Energies fossiles et voitures: Rishi Sunak appelle à la mesure dans les politiques vertes

  • Les politiques vertes semblent sur la sellette au Royaume-Uni depuis la défaite surprise du Labour face aux conservateurs dans une élection locale de l'ouest de Londres
  • Selon un sondage YouGov du printemps dernier, 65% des britanniques se disent inquiets des conséquences du changement climatique, mais ils s'opposent à la plupart des mesures qui leur demanderaient un effort personnel

LONDRES: Au risque de semer le doute sur les réelles ambitions climatiques du Royaume-Uni, le Premier ministre Rishi Sunak a promis d'agir de manière "pragmatique et proportionnée" contre le réchauffement climatique, soutenant les nouveaux projets d'énergies fossiles et se posant en défenseur des automobilistes.

Ces déclarations dans le Sunday Telegraph publié dimanche interviennent en pleine remise en question, aussi bien dans la majorité conservatrice que l'opposition travailliste, des politiques vertes en raison de leur coût pour le public en pleine crise du coût de la vie au Royaume-Uni.

Le dirigeant dit sentir la "responsabilité" d'agir pour l'environnement: "Mais je vais le faire d'une manière pragmatique et proportionnée sans forcément créer de nouveaux coûts ou perturber la vie des gens, surtout dans une période où les familles sont déjà confrontées à une inflation plus élevée que nous ne souhaiterions".

Il insiste sur la différence entre la politique énergétique du Parti conservateur, au pouvoir depuis 13 ans au Royaume-Uni, et le Labour, largement en tête des sondages à un an des prochaines législatives.

"Je pense qu'il est absolument insensé, comme le suggère le parti travailliste, d'interdire le pétrole et le gaz de la mer du Nord", insiste M. Sunak, confirmant la position de sa majorité.

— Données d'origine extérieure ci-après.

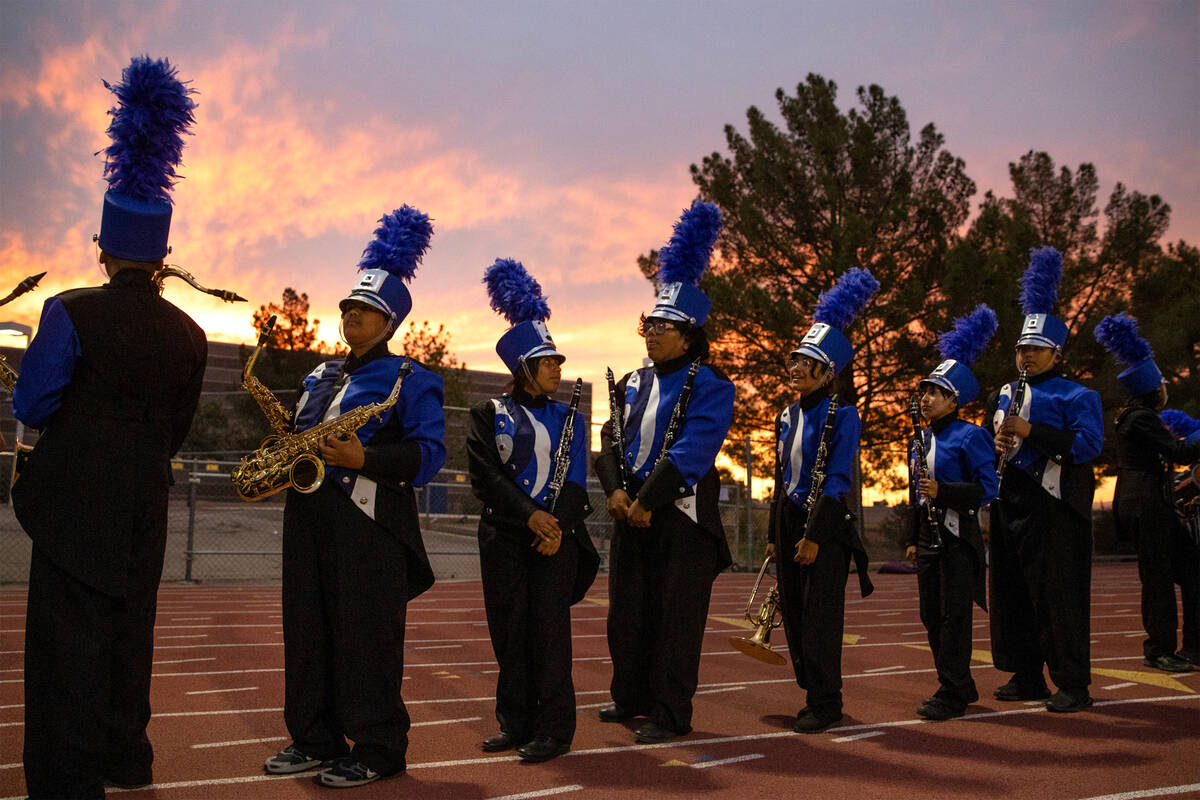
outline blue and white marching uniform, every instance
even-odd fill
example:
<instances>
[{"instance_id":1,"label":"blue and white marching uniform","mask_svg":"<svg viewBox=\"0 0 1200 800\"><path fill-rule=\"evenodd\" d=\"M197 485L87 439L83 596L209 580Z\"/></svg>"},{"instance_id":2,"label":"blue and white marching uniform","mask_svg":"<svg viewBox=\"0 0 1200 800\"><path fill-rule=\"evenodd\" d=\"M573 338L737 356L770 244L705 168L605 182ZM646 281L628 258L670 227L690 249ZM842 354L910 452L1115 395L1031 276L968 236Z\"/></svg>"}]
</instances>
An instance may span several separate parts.
<instances>
[{"instance_id":1,"label":"blue and white marching uniform","mask_svg":"<svg viewBox=\"0 0 1200 800\"><path fill-rule=\"evenodd\" d=\"M812 491L813 469L825 431L831 398L826 389L809 394L780 412L775 422L776 499L770 531L784 629L796 683L807 693L807 705L823 717L842 712L842 632L846 580L850 562L858 571L863 597L873 586L867 554L848 498L853 493L862 423L853 405L839 405L825 461L825 481L811 519L804 510ZM796 545L807 538L818 545L816 560L801 566L793 560Z\"/></svg>"},{"instance_id":2,"label":"blue and white marching uniform","mask_svg":"<svg viewBox=\"0 0 1200 800\"><path fill-rule=\"evenodd\" d=\"M935 420L921 436L937 497L918 499L913 465L908 544L917 548L921 622L938 675L932 699L957 716L979 699L971 677L971 603L987 610L987 558L979 515L996 499L995 450L991 435L959 419L957 411ZM927 505L933 506L940 546L935 547Z\"/></svg>"},{"instance_id":3,"label":"blue and white marching uniform","mask_svg":"<svg viewBox=\"0 0 1200 800\"><path fill-rule=\"evenodd\" d=\"M993 431L1004 421L1016 386L1015 382L1005 384L989 406ZM1050 497L1090 518L1095 489L1092 471L1079 467L1100 455L1104 444L1099 393L1061 373L1043 373L1027 382L1020 416L1033 431L1028 439L1018 441L1008 466L1024 472Z\"/></svg>"},{"instance_id":4,"label":"blue and white marching uniform","mask_svg":"<svg viewBox=\"0 0 1200 800\"><path fill-rule=\"evenodd\" d=\"M304 378L296 430L382 402L403 363L380 342L361 358L319 365ZM288 491L284 720L313 758L346 755L350 738L351 757L370 769L389 775L404 766L406 604L433 585L414 488L445 461L444 426L441 377L412 363L396 404L357 431L362 468L327 465L315 492Z\"/></svg>"},{"instance_id":5,"label":"blue and white marching uniform","mask_svg":"<svg viewBox=\"0 0 1200 800\"><path fill-rule=\"evenodd\" d=\"M682 424L663 453L689 365L685 355L617 384L624 399L626 490L651 518L649 528L615 523L609 573L613 701L622 713L645 714L677 734L691 730L712 582L732 562L713 466L733 419L728 378L706 365L697 370ZM622 488L612 424L601 432L596 459L606 495Z\"/></svg>"},{"instance_id":6,"label":"blue and white marching uniform","mask_svg":"<svg viewBox=\"0 0 1200 800\"><path fill-rule=\"evenodd\" d=\"M583 599L600 559L584 519L588 503L588 426L575 412L565 481L550 510L555 456L570 406L518 389L471 409L467 458L471 487L484 504L479 561L492 648L500 665L496 719L514 744L575 735L571 605ZM534 549L528 520L547 511L562 542L553 555Z\"/></svg>"},{"instance_id":7,"label":"blue and white marching uniform","mask_svg":"<svg viewBox=\"0 0 1200 800\"><path fill-rule=\"evenodd\" d=\"M1015 385L989 398L995 434ZM1091 683L1091 461L1104 441L1100 395L1058 368L1030 378L1019 443L991 506L990 622L996 667L1025 696L1045 691L1043 663L1060 690L1086 697Z\"/></svg>"}]
</instances>

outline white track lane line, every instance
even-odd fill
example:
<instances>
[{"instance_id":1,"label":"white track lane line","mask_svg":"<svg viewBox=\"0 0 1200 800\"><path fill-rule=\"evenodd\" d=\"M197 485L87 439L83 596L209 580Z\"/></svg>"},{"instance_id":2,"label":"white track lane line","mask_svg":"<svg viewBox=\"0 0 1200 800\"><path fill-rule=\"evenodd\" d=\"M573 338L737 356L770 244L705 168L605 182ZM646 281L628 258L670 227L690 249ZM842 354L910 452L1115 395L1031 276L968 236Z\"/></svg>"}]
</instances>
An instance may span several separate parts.
<instances>
[{"instance_id":1,"label":"white track lane line","mask_svg":"<svg viewBox=\"0 0 1200 800\"><path fill-rule=\"evenodd\" d=\"M1101 689L1104 689L1104 690L1109 690L1109 689L1125 689L1125 688L1128 688L1128 687L1130 687L1130 686L1137 686L1137 684L1136 684L1136 683L1114 683L1112 686L1101 686L1100 688L1101 688Z\"/></svg>"},{"instance_id":2,"label":"white track lane line","mask_svg":"<svg viewBox=\"0 0 1200 800\"><path fill-rule=\"evenodd\" d=\"M459 717L458 719L433 719L426 722L414 722L411 727L420 728L430 725L452 725L459 722L479 722L483 717ZM288 736L266 736L262 739L237 739L230 742L204 742L202 744L191 745L193 750L207 750L213 747L237 747L246 744L264 744L266 742L283 742L288 741L291 737Z\"/></svg>"},{"instance_id":3,"label":"white track lane line","mask_svg":"<svg viewBox=\"0 0 1200 800\"><path fill-rule=\"evenodd\" d=\"M866 733L856 733L853 736L839 736L836 739L830 739L831 742L857 742L859 739L870 739L873 736L883 736L884 731L867 731Z\"/></svg>"},{"instance_id":4,"label":"white track lane line","mask_svg":"<svg viewBox=\"0 0 1200 800\"><path fill-rule=\"evenodd\" d=\"M506 794L501 797L489 797L488 800L526 800L534 797L554 797L557 794L566 794L567 792L578 792L583 789L577 783L570 786L556 786L553 789L538 789L533 792L521 792L520 794Z\"/></svg>"},{"instance_id":5,"label":"white track lane line","mask_svg":"<svg viewBox=\"0 0 1200 800\"><path fill-rule=\"evenodd\" d=\"M170 661L154 661L154 664L189 664L193 661L216 661L216 656L203 656L200 658L173 658Z\"/></svg>"},{"instance_id":6,"label":"white track lane line","mask_svg":"<svg viewBox=\"0 0 1200 800\"><path fill-rule=\"evenodd\" d=\"M1137 800L1140 797L1166 797L1172 794L1190 794L1192 792L1200 792L1200 783L1189 783L1183 786L1162 786L1158 789L1135 789L1132 792L1085 797L1083 800Z\"/></svg>"},{"instance_id":7,"label":"white track lane line","mask_svg":"<svg viewBox=\"0 0 1200 800\"><path fill-rule=\"evenodd\" d=\"M723 767L726 764L737 764L741 761L753 761L756 758L766 758L762 753L748 753L744 756L734 756L733 758L718 758L715 761L697 761L695 764L688 764L692 769L706 769L707 767Z\"/></svg>"},{"instance_id":8,"label":"white track lane line","mask_svg":"<svg viewBox=\"0 0 1200 800\"><path fill-rule=\"evenodd\" d=\"M228 692L257 692L257 686L242 686L237 689L197 689L193 692L185 692L185 694L226 694Z\"/></svg>"}]
</instances>

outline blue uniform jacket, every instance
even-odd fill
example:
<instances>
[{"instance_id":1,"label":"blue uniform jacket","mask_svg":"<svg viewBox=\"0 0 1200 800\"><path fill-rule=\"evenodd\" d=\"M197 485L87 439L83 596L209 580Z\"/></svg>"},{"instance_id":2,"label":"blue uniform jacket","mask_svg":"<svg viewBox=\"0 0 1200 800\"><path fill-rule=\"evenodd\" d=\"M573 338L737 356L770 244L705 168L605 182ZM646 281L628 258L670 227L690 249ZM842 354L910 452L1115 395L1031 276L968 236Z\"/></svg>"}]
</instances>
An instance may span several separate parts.
<instances>
[{"instance_id":1,"label":"blue uniform jacket","mask_svg":"<svg viewBox=\"0 0 1200 800\"><path fill-rule=\"evenodd\" d=\"M675 441L659 461L663 438L683 388L686 356L628 373L617 384L624 399L625 460L632 476L630 496L651 510L674 505L705 530L725 538L717 499L720 481L713 463L733 422L733 383L708 365L697 370L691 398ZM621 487L612 420L601 431L596 474L606 494Z\"/></svg>"},{"instance_id":2,"label":"blue uniform jacket","mask_svg":"<svg viewBox=\"0 0 1200 800\"><path fill-rule=\"evenodd\" d=\"M801 537L818 545L836 541L850 548L859 587L866 597L874 586L867 574L866 546L854 524L857 498L851 495L862 422L853 405L839 403L833 415L821 496L811 515L806 517L803 510L812 489L812 472L829 403L829 393L821 389L792 403L775 418L775 502L771 504L768 530L784 558L790 556L784 555L786 549Z\"/></svg>"},{"instance_id":3,"label":"blue uniform jacket","mask_svg":"<svg viewBox=\"0 0 1200 800\"><path fill-rule=\"evenodd\" d=\"M993 435L1015 389L1015 382L1006 384L989 399L985 419ZM1008 468L1025 472L1050 497L1090 519L1095 477L1088 462L1104 445L1100 395L1053 369L1028 381L1020 415L1033 429L1017 442Z\"/></svg>"},{"instance_id":4,"label":"blue uniform jacket","mask_svg":"<svg viewBox=\"0 0 1200 800\"><path fill-rule=\"evenodd\" d=\"M303 381L296 404L296 431L304 431L345 412L385 400L404 358L375 346L362 359L326 361ZM357 431L363 443L362 469L326 467L331 481L354 507L399 538L416 555L409 568L409 599L433 585L417 517L414 487L424 486L446 461L442 437L442 378L412 362L400 397L382 419L370 419Z\"/></svg>"},{"instance_id":5,"label":"blue uniform jacket","mask_svg":"<svg viewBox=\"0 0 1200 800\"><path fill-rule=\"evenodd\" d=\"M528 520L539 509L550 510L554 457L569 410L565 403L524 392L486 400L471 409L467 459L472 491L484 503L481 536L494 530L532 541ZM583 599L600 565L584 524L592 511L585 488L589 433L583 414L576 411L566 479L552 512L563 533L579 545L572 603Z\"/></svg>"},{"instance_id":6,"label":"blue uniform jacket","mask_svg":"<svg viewBox=\"0 0 1200 800\"><path fill-rule=\"evenodd\" d=\"M932 534L928 530L928 517L924 506L932 503L943 540L956 536L975 552L975 584L973 595L979 607L987 609L987 586L983 534L979 527L979 513L996 499L998 478L996 475L995 449L992 436L978 425L972 425L950 414L935 421L921 431L925 444L929 474L938 484L938 495L932 501L917 499L915 464L916 448L913 448L913 463L910 464L909 502L913 513L910 517L908 544L928 547ZM929 552L929 551L926 551Z\"/></svg>"}]
</instances>

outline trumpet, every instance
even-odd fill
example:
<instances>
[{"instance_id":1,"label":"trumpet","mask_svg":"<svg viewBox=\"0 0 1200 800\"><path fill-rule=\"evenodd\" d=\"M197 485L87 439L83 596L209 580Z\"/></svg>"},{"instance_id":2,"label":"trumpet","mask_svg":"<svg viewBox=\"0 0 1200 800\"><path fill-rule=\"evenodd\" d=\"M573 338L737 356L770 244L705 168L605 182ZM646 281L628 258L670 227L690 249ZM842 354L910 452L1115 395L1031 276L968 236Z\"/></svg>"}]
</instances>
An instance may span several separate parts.
<instances>
[{"instance_id":1,"label":"trumpet","mask_svg":"<svg viewBox=\"0 0 1200 800\"><path fill-rule=\"evenodd\" d=\"M150 277L150 280L154 281L154 285L158 287L159 294L162 294L163 281L167 278L179 278L193 289L205 294L211 294L213 297L219 297L226 303L246 302L246 298L237 292L231 292L228 289L209 289L206 286L201 286L192 273L177 264L164 264L161 269L155 270L154 274Z\"/></svg>"},{"instance_id":2,"label":"trumpet","mask_svg":"<svg viewBox=\"0 0 1200 800\"><path fill-rule=\"evenodd\" d=\"M783 616L779 612L779 586L771 587L757 614L750 613L754 606L754 598L758 595L758 586L762 583L763 575L767 574L767 566L770 563L770 556L763 559L762 569L758 571L758 580L754 582L754 588L750 590L750 599L746 601L746 620L754 626L754 635L749 639L744 636L731 636L729 643L751 658L778 666L787 663L786 658L771 649L771 631L783 625ZM777 614L780 616L778 622L775 621Z\"/></svg>"}]
</instances>

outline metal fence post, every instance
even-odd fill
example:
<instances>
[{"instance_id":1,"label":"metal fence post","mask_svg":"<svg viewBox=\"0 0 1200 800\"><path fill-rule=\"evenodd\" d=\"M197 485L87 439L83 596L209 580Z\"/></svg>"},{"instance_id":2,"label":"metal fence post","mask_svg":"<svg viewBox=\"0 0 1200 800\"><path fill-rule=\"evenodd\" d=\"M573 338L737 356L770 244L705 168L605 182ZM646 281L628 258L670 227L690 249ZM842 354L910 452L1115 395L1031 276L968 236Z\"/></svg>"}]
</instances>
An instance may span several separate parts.
<instances>
[{"instance_id":1,"label":"metal fence post","mask_svg":"<svg viewBox=\"0 0 1200 800\"><path fill-rule=\"evenodd\" d=\"M754 482L754 451L750 448L750 434L746 434L746 569L754 569L754 502L750 488Z\"/></svg>"},{"instance_id":2,"label":"metal fence post","mask_svg":"<svg viewBox=\"0 0 1200 800\"><path fill-rule=\"evenodd\" d=\"M193 461L192 468L188 472L187 548L183 553L183 579L185 581L192 579L192 559L195 558L193 552L196 549L196 485L200 483L200 479L196 477L196 470L199 468L199 462Z\"/></svg>"}]
</instances>

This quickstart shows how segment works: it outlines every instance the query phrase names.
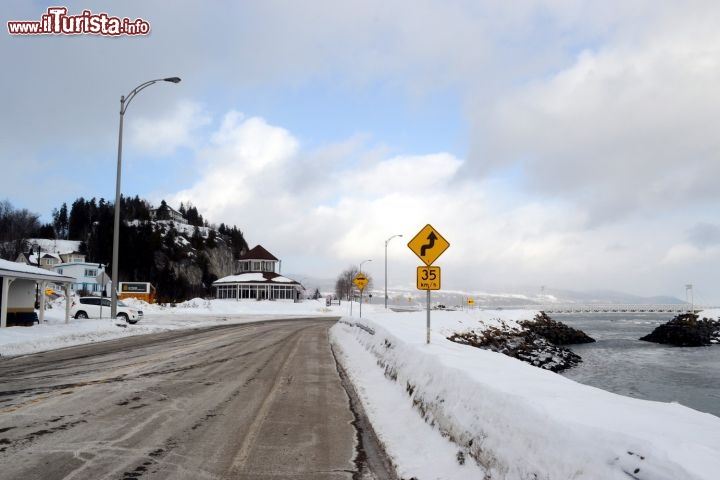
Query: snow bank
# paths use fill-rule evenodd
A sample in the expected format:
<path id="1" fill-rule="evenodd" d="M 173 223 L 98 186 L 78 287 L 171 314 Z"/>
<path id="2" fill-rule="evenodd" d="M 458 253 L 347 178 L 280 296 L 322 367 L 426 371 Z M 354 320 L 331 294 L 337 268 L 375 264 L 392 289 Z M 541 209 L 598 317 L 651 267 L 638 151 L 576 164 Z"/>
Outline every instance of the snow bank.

"Cela ne fera qu'affaiblir notre sécurité énergétique et renforcer les dictateurs comme le président (russe) Vladimir Poutine", plaide-t-il, affirmant que cela mettrait en péril 200 000 emplois et menacerait près de 100 milliards d'euros de recettes fiscales.

Selon le Sunday Times, le dirigeant va se rendre lundi en Ecosse pour annoncer un vaste projet de capture de carbone, censé contribuer à atteindre l'objectif de neutralité en 2050. Certains défenseurs de l'environnement s'inquiètent cependant que de telles technologies ne servent d'excuse pour continuer l'exploitation et la consommation d'énergies fossiles plutôt que de chercher à s'en sevrer.

«Anti-automobiliste»

"Tout le monde reconnaît raisonnablement que nous aurons besoin de ces combustibles fossiles dans le cadre de la transition vers l'objectif zéro", tranche Rishi Sunak dans le Sunday Telegraph, assurant que s'en passer risquait d'entraîner "l'extinction des lumières" au Royaume-Uni.

Les politiques vertes semblent sur la sellette au Royaume-Uni depuis la défaite surprise du Labour face aux conservateurs dans une élection locale de l'ouest de Londres. Ce résultat -à moins de 500 voix près- a été mis sur le compte de la défiance des électeurs face à l'extension prévue fin août d'une taxe sur les véhicules polluants à l'ensemble du Grand Londres, soit neuf millions d'habitants, et voulue par le maire travailliste Sadiq Khan.

Depuis, le gouvernement a laissé entendre que certains objectifs environnementaux pourraient être assouplis, notamment sur les normes énergétiques des logements.

Rishi Sunak, critiqué pour utiliser régulièrement des hélicoptères pour ses déplacements, semble vouloir se saisir du sujet, qualifiant dimanche le Labour d'"anti-automobiliste" et se disant "du côté" des ménages qui ont besoin de leur voiture.

Il a dit vouloir remettre en cause les zones mises en place notamment à Londres où la circulation automobile est très restreinte, au grand dam d'une partie des automobilistes.

Les travaillistes, recentrés ces dernières années, semblent aussi s'inquiéter et ont récemment réduit l'ambition de leur plan d'investissement dans les énergies vertes dans leur programme.

Selon un sondage YouGov du printemps dernier, 65% des britanniques se disent inquiets des conséquences du changement climatique, mais ils s'opposent majoritairement à la plupart des mesures qui leur demanderaient un effort personnel.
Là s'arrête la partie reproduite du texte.